Diet is an ally against cancer
The fight against cancer also passes from the table. In fact, as can be seen from the numerous research on the subject, some types of cereals, fruit, vegetables and herbs show anticancer properties, counteracting the proliferation of diseased cells, blocking their nourishment and promoting their apoptosis, that is, programmed death. Among these protective foods for our health, we must certainly include nuts that, as we will see, contain precious substances that inhibit the vitality of diseased cells.
The incredible properties of nuts
Nuts have a peculiarity, namely that they combine substances of different types, both soluble in oil, such as tocopherols, and in water, such as phenolic compounds that include catechins, gallic, ellagic and chlorogenic acids. Each substance taken individually has shown, in previous studies, to be able to counteract the proliferation of cancer cells, in a more or less marked way. However, to date, the combination of these substances, as is found in nuts, had never been considered. The complex of fat-soluble and water-soluble substances, in fact, can work in synergy by increasing the action of individual substances or can hinder the action of each compound. To understand this action, scientists have developed the study we are talking about today.

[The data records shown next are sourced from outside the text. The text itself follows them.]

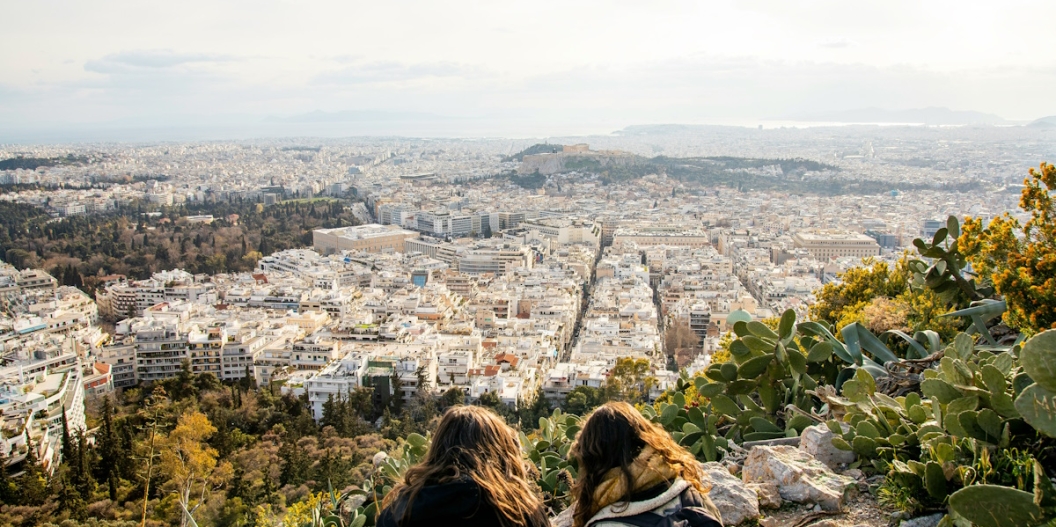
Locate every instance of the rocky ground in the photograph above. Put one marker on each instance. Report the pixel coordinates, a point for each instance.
(799, 484)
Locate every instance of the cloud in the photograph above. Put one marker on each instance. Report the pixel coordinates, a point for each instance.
(398, 72)
(836, 43)
(132, 61)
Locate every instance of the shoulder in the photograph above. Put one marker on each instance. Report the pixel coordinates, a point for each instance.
(681, 502)
(663, 504)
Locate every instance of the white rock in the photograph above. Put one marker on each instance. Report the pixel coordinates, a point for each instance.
(816, 440)
(797, 475)
(770, 496)
(735, 501)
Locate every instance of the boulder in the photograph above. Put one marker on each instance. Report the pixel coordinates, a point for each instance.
(816, 440)
(770, 497)
(735, 501)
(799, 477)
(929, 521)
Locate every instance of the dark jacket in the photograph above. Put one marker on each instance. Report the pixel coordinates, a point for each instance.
(457, 503)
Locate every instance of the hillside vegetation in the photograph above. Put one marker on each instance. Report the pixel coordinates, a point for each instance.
(129, 241)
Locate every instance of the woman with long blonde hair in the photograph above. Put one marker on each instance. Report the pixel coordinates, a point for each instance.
(632, 472)
(473, 475)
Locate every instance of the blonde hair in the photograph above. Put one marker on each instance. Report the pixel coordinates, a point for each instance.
(474, 443)
(611, 438)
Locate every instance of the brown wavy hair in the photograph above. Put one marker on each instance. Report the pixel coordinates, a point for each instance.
(611, 438)
(474, 443)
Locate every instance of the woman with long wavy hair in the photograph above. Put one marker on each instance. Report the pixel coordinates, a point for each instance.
(473, 475)
(632, 472)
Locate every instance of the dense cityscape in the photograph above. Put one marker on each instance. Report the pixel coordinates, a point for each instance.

Nuts against tumors, the study
Mexican scientists have placed cancer cells in contact with antioxidant extracts obtained from nuts in the laboratory. Specifically, the extracts included tocopherols, phenolic compounds and a mixture of these as found in nuts. The extracts were obtained from almonds, pecans, pine nuts, pistachios and walnuts. What emerged was that the antioxidant substances, taken individually, all had a mild antitumor action but that this was significantly increased when the two types of antioxidants were combined together, as happens in the nuts we eat. This indicates that the antioxidants found in nuts work in synergy, maximizing the anticancer action of each individual substance contained in the fruit. Not only that, walnuts and pecans were found to be the type of dried fruit with the greatest antitumor action, capable of inhibiting the vitality of cancer cells more efficiently than other types of dried fruit.
Conclusions
Therefore an excellent mid-morning snack is definitely enjoying a bowl of dried fruit, favoring walnuts and pecans but without forgetting almonds, pine nuts and pistachios, perhaps accompanied by a cup of green tea, a drink with an important anticancer action.